Well this works more like syllable segmentation than a word or natural segmentation. At least each one is readable. I don't have Tensorflow environment to try out solution like thai-word-segmentation.

It is now clear that hand-made solution has the highest potential for small amount of texts. Our game website is definitely the case as we would rarely update it with new contents.

Handmade HTML solution

A solution maybe to follow Google, by wrapping <span> for each chunk of non-breakable text, then apply a style inline: block; (reference). One another solution is the CSS style white-space: nowrap; like this <div style="white-space:nowrap;"> make the text overflows on a single line without breaking no matter what. And then <wbr> tag could manually break the line if it needs to. This way we don't need to surround the text because <wbr> is inline. (So the processing is potentially can be just a string replace, which is easier/faster than wrapping.) I prefer the <wbr> approach.

The solution is therefore manually applying that CSS style then put <wbr> manually. Plus because English now not breaking according to white space, you will replace white space with " <wbr>" to restore the English behaviour back.

How to achieve this depends on what you built your website with. With pure JS, or jQuery you may search for all <h> tags and apply the style or formatting you want when your website is switched to a language that needs it.

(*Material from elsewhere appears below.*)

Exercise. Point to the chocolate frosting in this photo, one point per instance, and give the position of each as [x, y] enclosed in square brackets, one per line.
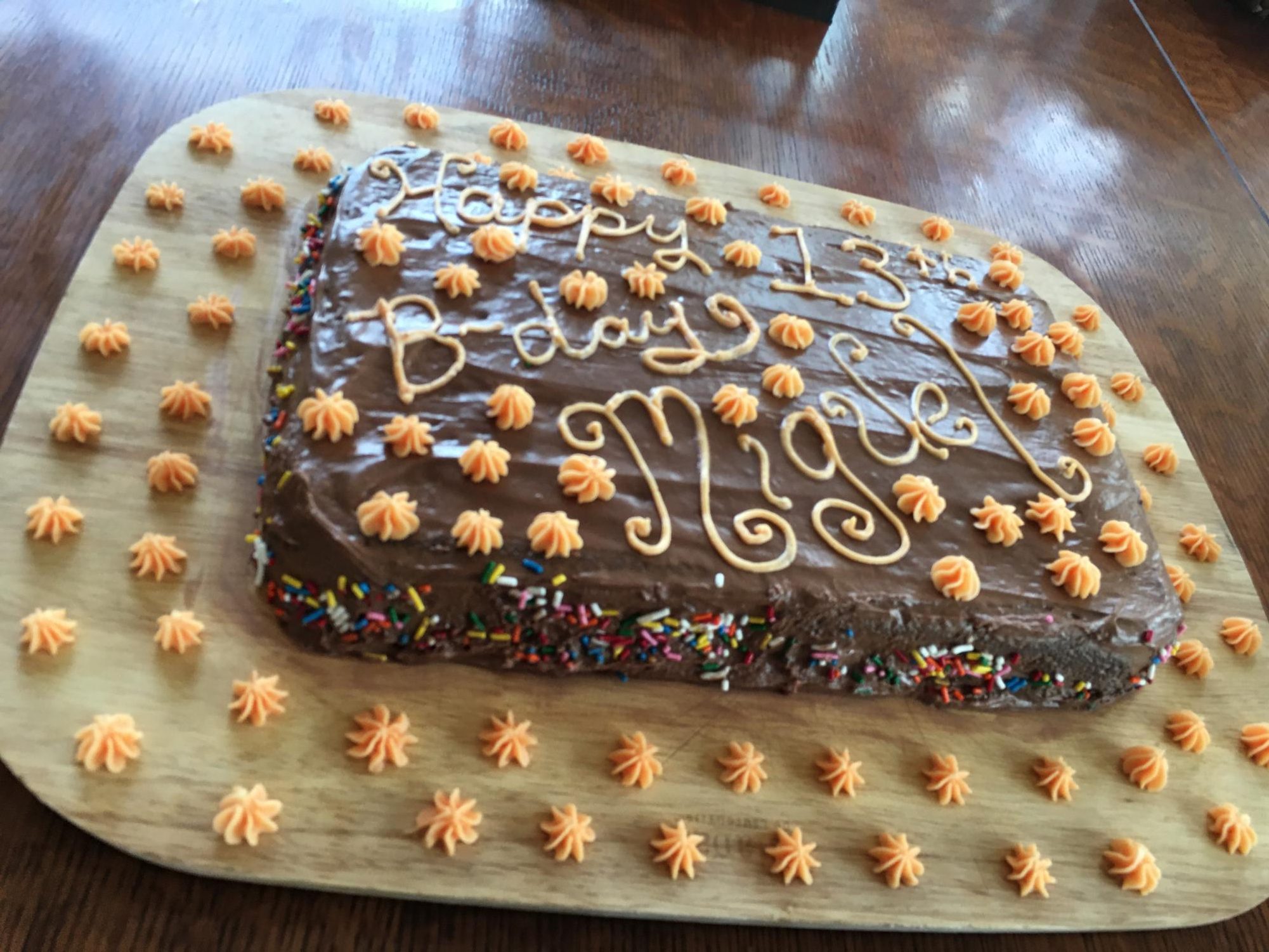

In my case I was using Svelte, and it is easy to do "dynamic/conditional HTML". For example here's my custom ManualBreak component which accepts any htmlText. Svelte component contains logic on top where I define the input properties. Then below the rendered content, the text is modified (regex replaced) and sandwiched in a <div> with desired style. The input text has | baked in that will be turned into <wbr>.

<script>
    export let htmlText
</script>

<div style="white-space:nowrap;">
    {@html htmlText.replace(/\|/g, "<wbr>").replace(/ /g," <wbr>")}
</div>

Also white space stops breaking with that style, so I also replace " " with " <wbr>" to restore the white breaking behaviour somewhat.

If you use React, Angular, or Vue, which all are component based you should still be able to do the same conditional rendering.

Then I use it in important places where I prepared texts manually broken with | coming in. It's not a lot of work putting | on just important headers.

<script>
    import { _ } from "svelte-i18n"
    import ManualBreak from "../../ManualBreak.svelte"
</script>

<h1 class="px-5 text-center">
    <ManualBreak htmlText="{$_("gameMotto")}"/>
</h1>

<h3 class="px-3 text-center">
    <ManualBreak htmlText="{$_("gameInvite")}"/>
</h3>

If your website is a single language, asian language only, then you can just put <wbr> baked in the header and call it a day.

Result

Here is my <wbr> broken sentence in action. It now breaks in a place I like. I think it worth my manual labor annotating it since I will use this static page for very long time onwards.